Sciolti 5 comuni calabresi per mafia: Lamezia, Cassano, Isola Capo Rizzuto, Marina di Gioiosa e Petronà

Come previsto, viste le polemiche degli ultimi giorni, il Comune di Lamezia Terme è stato sciolto dal Consiglio dei ministri per infiltrazioni mafiose. Analoghi provvedimenti, con la stessa motivazione, sono stati adottati dall’esecutivo per altri quattro comuni calabresi: Cassano allo Jonio, Isola di Capo Rizzuto, Marina di Gioiosa Jonica e Petronà.

Lamezia Terme, con i suoi oltre 70mila abitanti, è la terza città della Calabria per popolazione dopo Reggio Calabria e Catanzaro. Per il Comune è il terzo scioglimento per infiltrazione mafiose nella sua storia. Gli altri erano avvenuti nel 1991 e nel 2003.

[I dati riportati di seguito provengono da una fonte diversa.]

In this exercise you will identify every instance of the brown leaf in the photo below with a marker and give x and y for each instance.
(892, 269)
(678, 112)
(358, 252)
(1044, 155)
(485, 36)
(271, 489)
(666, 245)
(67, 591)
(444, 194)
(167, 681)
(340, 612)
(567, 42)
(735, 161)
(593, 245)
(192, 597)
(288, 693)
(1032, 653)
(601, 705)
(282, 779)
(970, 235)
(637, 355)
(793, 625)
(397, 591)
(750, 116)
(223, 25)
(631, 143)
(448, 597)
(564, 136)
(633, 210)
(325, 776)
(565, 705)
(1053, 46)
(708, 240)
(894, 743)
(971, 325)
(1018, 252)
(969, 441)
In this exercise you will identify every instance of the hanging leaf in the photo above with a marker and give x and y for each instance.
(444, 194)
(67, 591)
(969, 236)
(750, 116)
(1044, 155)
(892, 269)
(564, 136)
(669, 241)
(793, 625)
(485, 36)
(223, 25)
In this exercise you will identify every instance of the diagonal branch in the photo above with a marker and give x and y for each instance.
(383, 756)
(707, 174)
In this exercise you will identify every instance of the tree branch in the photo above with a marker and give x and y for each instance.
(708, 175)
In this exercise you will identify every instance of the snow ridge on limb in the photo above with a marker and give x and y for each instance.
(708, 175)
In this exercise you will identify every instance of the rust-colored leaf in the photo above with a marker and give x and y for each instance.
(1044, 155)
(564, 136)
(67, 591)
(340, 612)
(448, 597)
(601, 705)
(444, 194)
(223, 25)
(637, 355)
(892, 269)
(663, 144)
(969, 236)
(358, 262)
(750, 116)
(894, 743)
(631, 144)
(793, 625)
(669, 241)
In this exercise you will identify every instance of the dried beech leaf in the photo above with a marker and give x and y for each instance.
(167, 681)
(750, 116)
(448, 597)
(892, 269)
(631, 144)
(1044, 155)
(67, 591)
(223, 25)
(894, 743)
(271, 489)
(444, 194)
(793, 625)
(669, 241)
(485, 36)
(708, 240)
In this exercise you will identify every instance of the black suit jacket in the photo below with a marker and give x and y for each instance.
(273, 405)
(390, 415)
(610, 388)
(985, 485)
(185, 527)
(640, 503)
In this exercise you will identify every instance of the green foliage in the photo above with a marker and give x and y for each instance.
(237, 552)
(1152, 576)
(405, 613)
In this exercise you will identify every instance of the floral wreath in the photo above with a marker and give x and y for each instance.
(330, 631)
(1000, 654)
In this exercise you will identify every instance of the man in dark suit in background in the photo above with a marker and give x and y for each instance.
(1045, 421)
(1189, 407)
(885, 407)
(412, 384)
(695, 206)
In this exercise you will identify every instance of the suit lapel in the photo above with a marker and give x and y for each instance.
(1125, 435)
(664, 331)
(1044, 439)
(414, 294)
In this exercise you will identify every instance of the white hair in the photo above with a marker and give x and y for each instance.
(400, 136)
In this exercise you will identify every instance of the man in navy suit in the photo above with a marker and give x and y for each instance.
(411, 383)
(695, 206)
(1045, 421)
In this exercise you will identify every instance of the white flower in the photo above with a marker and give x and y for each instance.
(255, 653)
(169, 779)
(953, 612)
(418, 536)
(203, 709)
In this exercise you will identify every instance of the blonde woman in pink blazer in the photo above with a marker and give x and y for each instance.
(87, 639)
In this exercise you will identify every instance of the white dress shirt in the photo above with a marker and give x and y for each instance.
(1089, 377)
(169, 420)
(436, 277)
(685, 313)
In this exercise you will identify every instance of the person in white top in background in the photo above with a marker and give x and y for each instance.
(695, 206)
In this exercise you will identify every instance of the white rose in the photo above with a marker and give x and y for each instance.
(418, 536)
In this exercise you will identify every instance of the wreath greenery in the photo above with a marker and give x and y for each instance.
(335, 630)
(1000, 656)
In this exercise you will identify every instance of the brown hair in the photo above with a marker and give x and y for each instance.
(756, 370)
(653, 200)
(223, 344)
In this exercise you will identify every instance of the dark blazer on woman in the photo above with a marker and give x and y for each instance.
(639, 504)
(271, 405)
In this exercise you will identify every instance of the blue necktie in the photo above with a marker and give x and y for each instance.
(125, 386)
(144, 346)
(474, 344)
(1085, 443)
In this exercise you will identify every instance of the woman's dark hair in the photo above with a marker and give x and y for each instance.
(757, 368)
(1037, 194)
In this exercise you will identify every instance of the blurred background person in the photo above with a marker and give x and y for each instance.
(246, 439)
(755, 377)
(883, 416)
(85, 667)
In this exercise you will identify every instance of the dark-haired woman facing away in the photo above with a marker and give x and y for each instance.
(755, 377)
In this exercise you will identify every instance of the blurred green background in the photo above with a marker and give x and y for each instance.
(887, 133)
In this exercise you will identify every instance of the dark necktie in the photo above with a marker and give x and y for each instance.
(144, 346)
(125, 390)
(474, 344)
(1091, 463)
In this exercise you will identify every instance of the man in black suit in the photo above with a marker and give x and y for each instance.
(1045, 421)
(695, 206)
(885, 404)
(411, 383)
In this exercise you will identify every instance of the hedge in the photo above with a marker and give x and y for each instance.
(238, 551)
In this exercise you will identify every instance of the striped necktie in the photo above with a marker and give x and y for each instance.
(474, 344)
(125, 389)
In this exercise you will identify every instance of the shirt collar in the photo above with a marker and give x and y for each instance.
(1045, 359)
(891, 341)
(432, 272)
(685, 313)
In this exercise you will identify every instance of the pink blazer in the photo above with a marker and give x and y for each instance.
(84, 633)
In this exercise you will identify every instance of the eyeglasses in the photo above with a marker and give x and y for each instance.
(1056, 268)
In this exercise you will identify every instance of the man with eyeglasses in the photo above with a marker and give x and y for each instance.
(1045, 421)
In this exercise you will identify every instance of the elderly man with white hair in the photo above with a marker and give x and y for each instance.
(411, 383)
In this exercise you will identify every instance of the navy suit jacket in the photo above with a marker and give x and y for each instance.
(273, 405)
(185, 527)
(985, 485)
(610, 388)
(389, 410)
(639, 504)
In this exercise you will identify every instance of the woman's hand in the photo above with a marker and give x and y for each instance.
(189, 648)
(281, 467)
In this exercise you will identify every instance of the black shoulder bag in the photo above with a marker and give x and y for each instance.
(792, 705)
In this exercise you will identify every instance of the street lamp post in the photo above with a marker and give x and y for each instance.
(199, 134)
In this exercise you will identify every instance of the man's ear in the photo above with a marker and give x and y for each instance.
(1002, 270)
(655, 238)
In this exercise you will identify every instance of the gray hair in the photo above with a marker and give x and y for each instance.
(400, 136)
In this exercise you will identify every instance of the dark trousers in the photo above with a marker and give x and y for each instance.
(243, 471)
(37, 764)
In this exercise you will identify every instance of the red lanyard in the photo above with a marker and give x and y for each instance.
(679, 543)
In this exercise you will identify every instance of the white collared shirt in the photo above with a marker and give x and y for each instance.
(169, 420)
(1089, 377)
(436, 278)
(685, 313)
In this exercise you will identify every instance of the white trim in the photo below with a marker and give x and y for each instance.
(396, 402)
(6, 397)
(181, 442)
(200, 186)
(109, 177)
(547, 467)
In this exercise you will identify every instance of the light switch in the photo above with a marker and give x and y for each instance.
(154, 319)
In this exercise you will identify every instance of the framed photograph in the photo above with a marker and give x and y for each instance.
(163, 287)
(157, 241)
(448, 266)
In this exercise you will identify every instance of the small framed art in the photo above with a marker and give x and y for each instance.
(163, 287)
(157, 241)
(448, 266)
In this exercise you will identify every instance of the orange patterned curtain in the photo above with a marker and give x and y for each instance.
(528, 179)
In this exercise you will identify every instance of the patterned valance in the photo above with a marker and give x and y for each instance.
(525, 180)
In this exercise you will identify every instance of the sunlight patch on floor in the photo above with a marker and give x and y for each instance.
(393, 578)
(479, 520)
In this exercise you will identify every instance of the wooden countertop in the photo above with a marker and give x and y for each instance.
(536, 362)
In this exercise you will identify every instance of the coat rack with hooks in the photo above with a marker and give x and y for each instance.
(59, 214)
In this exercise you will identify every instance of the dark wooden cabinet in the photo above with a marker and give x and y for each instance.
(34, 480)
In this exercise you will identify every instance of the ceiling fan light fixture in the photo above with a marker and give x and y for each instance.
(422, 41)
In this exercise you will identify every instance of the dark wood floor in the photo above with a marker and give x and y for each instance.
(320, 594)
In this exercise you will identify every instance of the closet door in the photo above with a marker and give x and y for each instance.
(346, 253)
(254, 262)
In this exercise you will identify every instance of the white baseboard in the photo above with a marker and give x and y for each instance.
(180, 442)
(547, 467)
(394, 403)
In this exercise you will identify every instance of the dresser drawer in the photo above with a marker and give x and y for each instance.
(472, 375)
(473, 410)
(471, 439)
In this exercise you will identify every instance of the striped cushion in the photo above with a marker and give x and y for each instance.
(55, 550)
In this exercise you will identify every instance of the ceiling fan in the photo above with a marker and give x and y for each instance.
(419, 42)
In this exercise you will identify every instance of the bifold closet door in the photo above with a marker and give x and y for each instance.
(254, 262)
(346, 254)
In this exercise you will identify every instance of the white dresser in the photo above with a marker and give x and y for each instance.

La legge prevede che lo scioglimento si fondi sull’esistenza di elementi “concreti, univoci e rilevanti” su collegamenti con la criminalità organizzata di tipo mafioso degli amministratori locali, ovvero su forme di condizionamento degli stessi, tali da incidere negativamente sulla funzionalità degli organi elettivi: il testo vigente (legge n. 94 del 2009, art. 2, comma 30) richiede perciò condizioni più stringenti per lo scioglimento rispetto alla disposizione originaria, la quale faceva riferimento più genericamente a “elementi” espressione di “collegamenti diretti o indiretti” degli amministratori alla criminalità organizzata ovvero di forme di condizionamento degli stessi Per giungere allo scioglimento non è necessario che siano stati commessi reati perseguibili penalmente oppure che possano essere disposte misure di prevenzione, essendo sufficiente che emerga una possibile soggezione degli amministratori locali alla criminalità organizzata.

Gli indizi raccolti devono essere documentati, concordanti tra loro e davvero indicativi dell’influenza della criminalità organizzata sull’amministrazione, anche a prescindere dalla prova rigorosa dell’accertata volontà degli amministratori di assecondare le richieste della criminalità. Il decreto di scioglimento, con validità dai 12 ai 18 mesi (prorogabili a 24 mesi) determina la cessazione dalla carica di tutti i titolari di cariche elettive nonchè la risoluzione di tutti gli incarichi ai dirigenti e consulenti nominati dagli organi sciolti (salvo diversa scelta del commissario straordinario). Per le “prime elezioni” che si tengono dopo lo scioglimento nella regione nel cui territorio si trova l’ente interessato, non sono candidabili gli amministratori che “hanno dato causa” allo scioglimento stesso, previa tempestiva dichiarazione del tribunale civile, cui il Ministro dell’interno trasmette la proposta di scioglimento: la disposizione è volta ad evitare che, grazie al successivo turno elettorale, i soggetti responsabili dello scioglimento possano ricoprire nuovamente i medesimi (o simili) ruoli amministrativi.